Este valor é diferente do défice nominal, cuja meta do Governo é de 2,2%. Para a Comissão, se a estratégia orçamental do esboço do orçamento era expansionista, as medidas introduzidas no orçamento final passaram a implicar um esforço de consolidação orçamental moderado “anti-cíclico”. Por exemplo, há medidas que implicam uma diminuição da receita num valor equivalente a 0,3% do PIB (a redução gradual da sobretaxa de IRS em função do escalão de rendimento e a descida do IVA nos serviços de alimentação e algumas bebidas). Mas a dimensão da queda é “mais do que compensada pelas medidas de aumento da receita”, que valem cerca de 0,5% do PIB.
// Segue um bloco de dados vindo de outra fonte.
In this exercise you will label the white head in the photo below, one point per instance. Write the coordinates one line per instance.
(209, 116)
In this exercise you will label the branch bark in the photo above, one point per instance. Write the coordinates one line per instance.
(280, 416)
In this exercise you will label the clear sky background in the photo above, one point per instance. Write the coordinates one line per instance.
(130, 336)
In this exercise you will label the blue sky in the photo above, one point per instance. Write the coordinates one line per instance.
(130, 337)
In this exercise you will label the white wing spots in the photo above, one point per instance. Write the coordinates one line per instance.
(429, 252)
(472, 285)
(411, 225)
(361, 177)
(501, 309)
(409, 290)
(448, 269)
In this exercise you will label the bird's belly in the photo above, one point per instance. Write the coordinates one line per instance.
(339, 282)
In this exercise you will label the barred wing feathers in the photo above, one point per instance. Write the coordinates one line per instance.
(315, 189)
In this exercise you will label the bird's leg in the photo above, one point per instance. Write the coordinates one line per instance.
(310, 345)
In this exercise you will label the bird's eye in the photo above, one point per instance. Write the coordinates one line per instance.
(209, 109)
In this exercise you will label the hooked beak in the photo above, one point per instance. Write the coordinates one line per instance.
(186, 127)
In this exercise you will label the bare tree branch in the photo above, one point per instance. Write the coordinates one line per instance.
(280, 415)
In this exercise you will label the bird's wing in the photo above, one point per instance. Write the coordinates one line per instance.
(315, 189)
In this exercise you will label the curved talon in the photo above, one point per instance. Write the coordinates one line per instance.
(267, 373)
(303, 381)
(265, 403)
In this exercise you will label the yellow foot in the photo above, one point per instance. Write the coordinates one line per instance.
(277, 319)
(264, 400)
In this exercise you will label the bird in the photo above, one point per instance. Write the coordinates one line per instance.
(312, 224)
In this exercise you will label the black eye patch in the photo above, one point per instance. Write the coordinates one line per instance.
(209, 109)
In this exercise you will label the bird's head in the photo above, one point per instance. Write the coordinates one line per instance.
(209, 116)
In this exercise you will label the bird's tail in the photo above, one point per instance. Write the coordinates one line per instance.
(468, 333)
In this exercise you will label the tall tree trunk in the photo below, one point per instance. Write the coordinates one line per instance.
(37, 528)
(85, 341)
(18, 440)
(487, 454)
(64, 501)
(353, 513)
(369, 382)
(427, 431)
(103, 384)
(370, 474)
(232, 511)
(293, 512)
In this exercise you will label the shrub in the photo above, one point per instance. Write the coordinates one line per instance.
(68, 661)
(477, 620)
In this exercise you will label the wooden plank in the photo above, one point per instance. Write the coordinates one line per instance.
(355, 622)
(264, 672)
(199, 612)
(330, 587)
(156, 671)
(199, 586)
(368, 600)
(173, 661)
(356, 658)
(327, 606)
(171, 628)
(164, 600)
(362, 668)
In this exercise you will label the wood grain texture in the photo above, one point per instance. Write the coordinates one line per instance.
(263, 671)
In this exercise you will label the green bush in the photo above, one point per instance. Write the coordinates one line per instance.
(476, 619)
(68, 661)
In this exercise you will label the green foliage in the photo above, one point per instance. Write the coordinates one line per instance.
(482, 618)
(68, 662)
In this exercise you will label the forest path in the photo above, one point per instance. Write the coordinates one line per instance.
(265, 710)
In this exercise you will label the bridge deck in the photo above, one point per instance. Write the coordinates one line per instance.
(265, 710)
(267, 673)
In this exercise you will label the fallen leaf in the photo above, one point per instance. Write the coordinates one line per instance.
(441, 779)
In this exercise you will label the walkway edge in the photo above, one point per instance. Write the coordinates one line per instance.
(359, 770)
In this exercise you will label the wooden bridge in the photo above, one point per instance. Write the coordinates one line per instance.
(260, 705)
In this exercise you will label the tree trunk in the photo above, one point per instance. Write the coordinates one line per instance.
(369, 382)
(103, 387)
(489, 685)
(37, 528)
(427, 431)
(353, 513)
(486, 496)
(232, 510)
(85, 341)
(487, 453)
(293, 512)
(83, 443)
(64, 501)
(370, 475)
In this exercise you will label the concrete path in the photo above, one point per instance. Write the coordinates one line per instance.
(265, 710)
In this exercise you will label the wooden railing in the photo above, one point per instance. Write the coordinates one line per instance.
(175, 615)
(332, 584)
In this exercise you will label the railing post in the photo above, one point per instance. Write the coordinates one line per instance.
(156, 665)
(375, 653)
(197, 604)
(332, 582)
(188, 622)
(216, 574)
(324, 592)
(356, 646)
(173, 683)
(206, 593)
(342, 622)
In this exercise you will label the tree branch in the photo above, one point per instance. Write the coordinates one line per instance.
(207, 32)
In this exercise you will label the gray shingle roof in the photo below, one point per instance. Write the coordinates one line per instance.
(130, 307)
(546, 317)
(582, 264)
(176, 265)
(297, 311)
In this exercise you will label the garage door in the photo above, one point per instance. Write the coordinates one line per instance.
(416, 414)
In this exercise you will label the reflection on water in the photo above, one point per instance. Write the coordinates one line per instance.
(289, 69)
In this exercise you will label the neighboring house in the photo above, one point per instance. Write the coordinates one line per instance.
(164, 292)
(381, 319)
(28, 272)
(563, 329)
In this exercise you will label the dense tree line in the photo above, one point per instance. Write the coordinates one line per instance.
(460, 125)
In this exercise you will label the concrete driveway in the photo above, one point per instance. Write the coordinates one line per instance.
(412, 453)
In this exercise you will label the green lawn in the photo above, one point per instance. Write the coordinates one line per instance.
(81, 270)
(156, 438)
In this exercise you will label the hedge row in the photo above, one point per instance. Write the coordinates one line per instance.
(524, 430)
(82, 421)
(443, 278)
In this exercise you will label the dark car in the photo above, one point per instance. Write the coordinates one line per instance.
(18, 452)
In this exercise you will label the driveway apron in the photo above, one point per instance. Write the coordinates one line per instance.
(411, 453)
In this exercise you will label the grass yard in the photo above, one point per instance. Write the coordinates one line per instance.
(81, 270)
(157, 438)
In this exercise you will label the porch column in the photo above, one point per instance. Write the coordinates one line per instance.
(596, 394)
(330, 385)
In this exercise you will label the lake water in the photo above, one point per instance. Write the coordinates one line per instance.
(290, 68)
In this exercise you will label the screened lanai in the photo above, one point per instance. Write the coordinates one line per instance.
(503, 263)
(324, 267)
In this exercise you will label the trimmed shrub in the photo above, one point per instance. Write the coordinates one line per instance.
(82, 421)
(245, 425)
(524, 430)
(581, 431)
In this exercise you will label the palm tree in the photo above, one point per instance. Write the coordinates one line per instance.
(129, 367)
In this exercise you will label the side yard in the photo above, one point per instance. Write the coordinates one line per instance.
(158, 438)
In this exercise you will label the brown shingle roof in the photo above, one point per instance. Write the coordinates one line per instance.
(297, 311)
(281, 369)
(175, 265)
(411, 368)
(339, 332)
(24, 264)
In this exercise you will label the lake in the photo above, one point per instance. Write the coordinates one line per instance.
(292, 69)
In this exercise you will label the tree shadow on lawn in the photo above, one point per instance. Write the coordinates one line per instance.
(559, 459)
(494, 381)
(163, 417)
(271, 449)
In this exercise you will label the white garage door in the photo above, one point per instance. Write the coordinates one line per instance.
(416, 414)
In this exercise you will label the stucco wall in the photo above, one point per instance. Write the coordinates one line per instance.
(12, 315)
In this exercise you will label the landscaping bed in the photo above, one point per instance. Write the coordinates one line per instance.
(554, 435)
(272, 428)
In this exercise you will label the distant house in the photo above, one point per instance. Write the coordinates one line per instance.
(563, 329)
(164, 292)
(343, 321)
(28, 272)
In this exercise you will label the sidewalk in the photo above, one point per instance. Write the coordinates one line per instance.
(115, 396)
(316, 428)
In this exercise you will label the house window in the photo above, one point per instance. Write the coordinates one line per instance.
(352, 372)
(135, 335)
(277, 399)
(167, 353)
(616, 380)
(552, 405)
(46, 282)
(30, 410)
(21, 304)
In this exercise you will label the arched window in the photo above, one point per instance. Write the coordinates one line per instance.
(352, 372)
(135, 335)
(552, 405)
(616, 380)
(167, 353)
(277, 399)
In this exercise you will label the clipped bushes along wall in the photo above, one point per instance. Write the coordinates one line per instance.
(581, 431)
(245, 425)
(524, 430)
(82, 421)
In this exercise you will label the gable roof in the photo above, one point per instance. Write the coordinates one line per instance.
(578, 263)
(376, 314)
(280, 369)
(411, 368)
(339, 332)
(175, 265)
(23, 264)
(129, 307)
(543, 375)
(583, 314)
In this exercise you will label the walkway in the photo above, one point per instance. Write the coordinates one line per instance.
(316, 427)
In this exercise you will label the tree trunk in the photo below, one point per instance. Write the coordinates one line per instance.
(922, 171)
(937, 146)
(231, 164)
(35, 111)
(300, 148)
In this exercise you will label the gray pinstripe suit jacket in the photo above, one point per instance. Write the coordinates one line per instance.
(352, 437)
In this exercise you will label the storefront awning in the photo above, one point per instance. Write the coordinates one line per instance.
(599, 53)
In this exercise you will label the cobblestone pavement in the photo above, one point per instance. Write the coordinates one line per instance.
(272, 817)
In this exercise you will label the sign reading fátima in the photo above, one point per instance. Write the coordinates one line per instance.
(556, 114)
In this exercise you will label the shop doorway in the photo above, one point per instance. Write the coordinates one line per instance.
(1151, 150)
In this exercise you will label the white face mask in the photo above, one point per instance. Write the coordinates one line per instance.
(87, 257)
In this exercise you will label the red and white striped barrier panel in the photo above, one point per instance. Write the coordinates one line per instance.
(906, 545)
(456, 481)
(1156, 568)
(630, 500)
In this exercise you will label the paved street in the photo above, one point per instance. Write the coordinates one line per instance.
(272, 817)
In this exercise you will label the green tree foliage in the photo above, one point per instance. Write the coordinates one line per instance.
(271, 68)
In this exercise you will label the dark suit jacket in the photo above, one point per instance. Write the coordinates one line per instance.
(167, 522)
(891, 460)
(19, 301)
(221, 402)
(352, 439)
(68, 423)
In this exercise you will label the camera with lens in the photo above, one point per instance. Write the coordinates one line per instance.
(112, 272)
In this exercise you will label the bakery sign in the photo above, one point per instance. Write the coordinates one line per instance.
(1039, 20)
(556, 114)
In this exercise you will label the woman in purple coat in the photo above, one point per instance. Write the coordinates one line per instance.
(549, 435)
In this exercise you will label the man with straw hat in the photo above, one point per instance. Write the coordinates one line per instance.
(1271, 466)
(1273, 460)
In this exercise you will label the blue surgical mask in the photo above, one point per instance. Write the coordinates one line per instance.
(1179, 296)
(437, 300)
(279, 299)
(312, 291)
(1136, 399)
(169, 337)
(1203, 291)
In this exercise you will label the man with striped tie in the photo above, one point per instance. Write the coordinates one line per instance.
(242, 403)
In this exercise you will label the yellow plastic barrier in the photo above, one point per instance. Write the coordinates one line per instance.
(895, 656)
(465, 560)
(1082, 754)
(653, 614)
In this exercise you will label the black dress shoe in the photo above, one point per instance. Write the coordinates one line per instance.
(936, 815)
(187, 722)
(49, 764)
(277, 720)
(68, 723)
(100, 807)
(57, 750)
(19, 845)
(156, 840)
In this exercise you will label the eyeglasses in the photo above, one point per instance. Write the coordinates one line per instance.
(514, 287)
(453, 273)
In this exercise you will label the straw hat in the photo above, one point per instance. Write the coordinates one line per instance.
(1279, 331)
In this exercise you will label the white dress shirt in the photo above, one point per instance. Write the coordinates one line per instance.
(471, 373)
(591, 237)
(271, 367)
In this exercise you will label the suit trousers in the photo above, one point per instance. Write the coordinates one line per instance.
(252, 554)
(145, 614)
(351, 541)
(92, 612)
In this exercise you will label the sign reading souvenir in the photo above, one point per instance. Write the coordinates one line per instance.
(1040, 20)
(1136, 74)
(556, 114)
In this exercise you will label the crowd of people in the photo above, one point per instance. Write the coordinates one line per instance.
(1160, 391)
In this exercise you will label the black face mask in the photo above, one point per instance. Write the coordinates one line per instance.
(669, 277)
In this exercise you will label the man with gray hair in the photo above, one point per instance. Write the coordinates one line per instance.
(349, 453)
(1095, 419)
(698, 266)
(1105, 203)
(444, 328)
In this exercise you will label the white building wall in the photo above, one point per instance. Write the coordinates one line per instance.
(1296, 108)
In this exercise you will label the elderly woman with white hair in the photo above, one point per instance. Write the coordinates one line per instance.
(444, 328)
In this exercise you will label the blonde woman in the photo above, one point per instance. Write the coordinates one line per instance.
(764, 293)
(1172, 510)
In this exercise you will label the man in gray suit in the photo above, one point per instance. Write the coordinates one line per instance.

Do esboço ao orçamento final, houve medidas que ficaram pelo caminho (como a redução das contribuições sociais dos trabalhadores com salários até 600 euros). E outras foram lançadas ou revistas, ora para aumentar a receita, ora para baixar a despesa. O preço do litro de gasolina e gasóleo aumentou seis cêntimos, o tabaco aumenta dez cêntimos e foram impostas limitações à contratação de funcionários públicos.

Bruxelas não se refere ao que poderá vir a ser adoptado pelo Governo no “plano B” pedido pelos parceiros europeus em caso de derrapagem orçamental, limitando-se a dizer que a estratégia de consolidação das contas públicas vai continuar a ser acompanhada de perto.

No documento, Bruxelas sublinha que o cumprimento das regras do Pacto de Estabilidade e Crescimento (PEC) será avaliado pela Comissão tendo em conta não apenas o valor do défice de 2015 a validar pelo gabinete estatístico europeu, o Eurostat, mas também o Programa de Estabilidade que o Governo vai aprovar esta semana em Conselho de Ministros, onde estará descrita a estratégia de consolidação orçamental até 2020, e ainda as próximas previsões económicas da Comissão.